← BUILD STUFF How Much Should You Remove? UI/UX – The Simple User Experience

MAY 28, 2026

How Much Should You Remove? UI/UX – The Simple User Experience


When you walk into a house, how does it feel when the layout doesn't quite flow? When light switches aren't where you expect them to be? When hallways feel like mazes and you can't quite figure out where things are?

This is the same feeling you get when you're browsing a website or using an app that doesn't make sense. There are too many things going on, buttons you can't find, and a choppy flow.

What do you find most common about houses, websites, and apps you like most? Simplicity. There's a difference between using TradingView to analyze stock trades, and Uber to order a ride or food. But to make the user experience easy should be the ultimate goal.

Sometimes we get tempted to jam pack everything into what we're building because we can. It's even easier nowadays to think of adding that one more additional feature into your creation. Before you know it, you've created such a complex machine that people don't know how to use it.

With my project, I've been tempted to put every single feature of every real estate website that exists into it. But if I follow that route, it'll fail.

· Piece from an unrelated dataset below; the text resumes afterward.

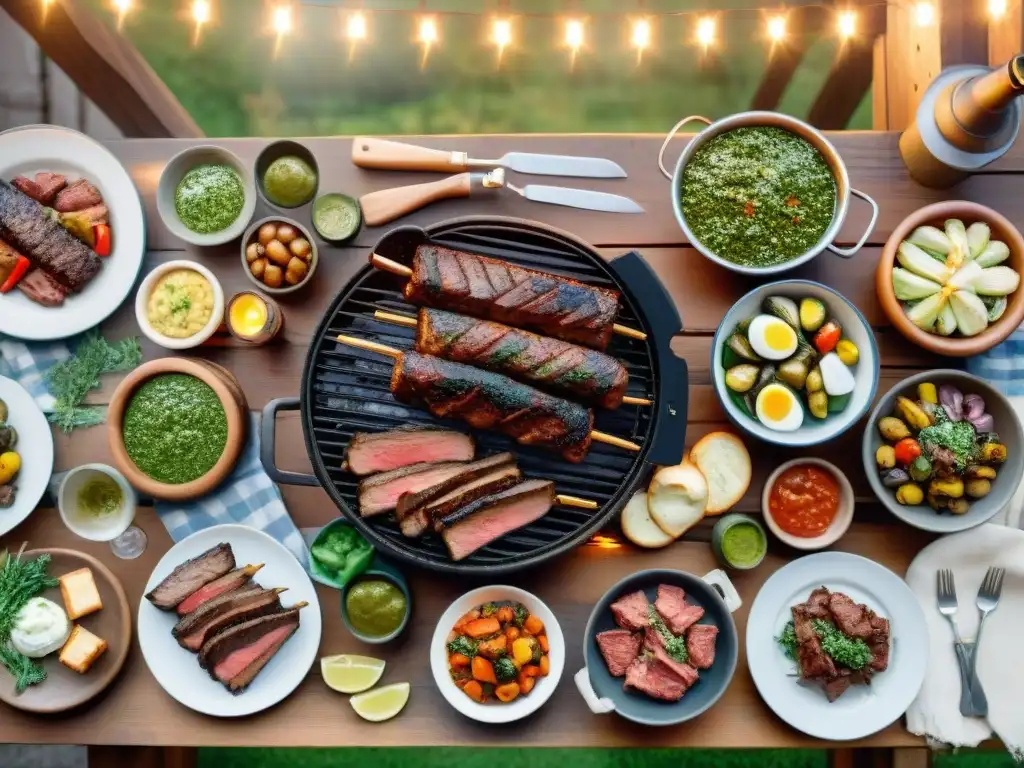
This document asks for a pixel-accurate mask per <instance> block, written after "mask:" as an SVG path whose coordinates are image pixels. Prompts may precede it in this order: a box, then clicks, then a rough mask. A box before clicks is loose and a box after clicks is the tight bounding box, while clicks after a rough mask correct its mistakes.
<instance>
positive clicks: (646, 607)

There are a lot of websites out there that already do what other websites do. A lot of apps that do what other apps do. But very few that are focused on sheer simplicity because they've made a decision not to be everything. They chose to focus on one or a few things and excel at it.

Two questions arise: what shouldn't I include in this, and what should I remove from this?

In tech speak, what something looks like is the 'User Interface.' This is sorta like placing doorways and light switches properly in a house so you can find them. For websites and apps, it's the buttons, forms, and navigation.

How you feel about using it is the 'User Experience.' It's how you feel when you walk through a house and you're like, "Wow, this is a great layout!" For websites and apps, it's how you feel when it did what you expected it to.

Build things that are simple, easy, and enjoyable to use.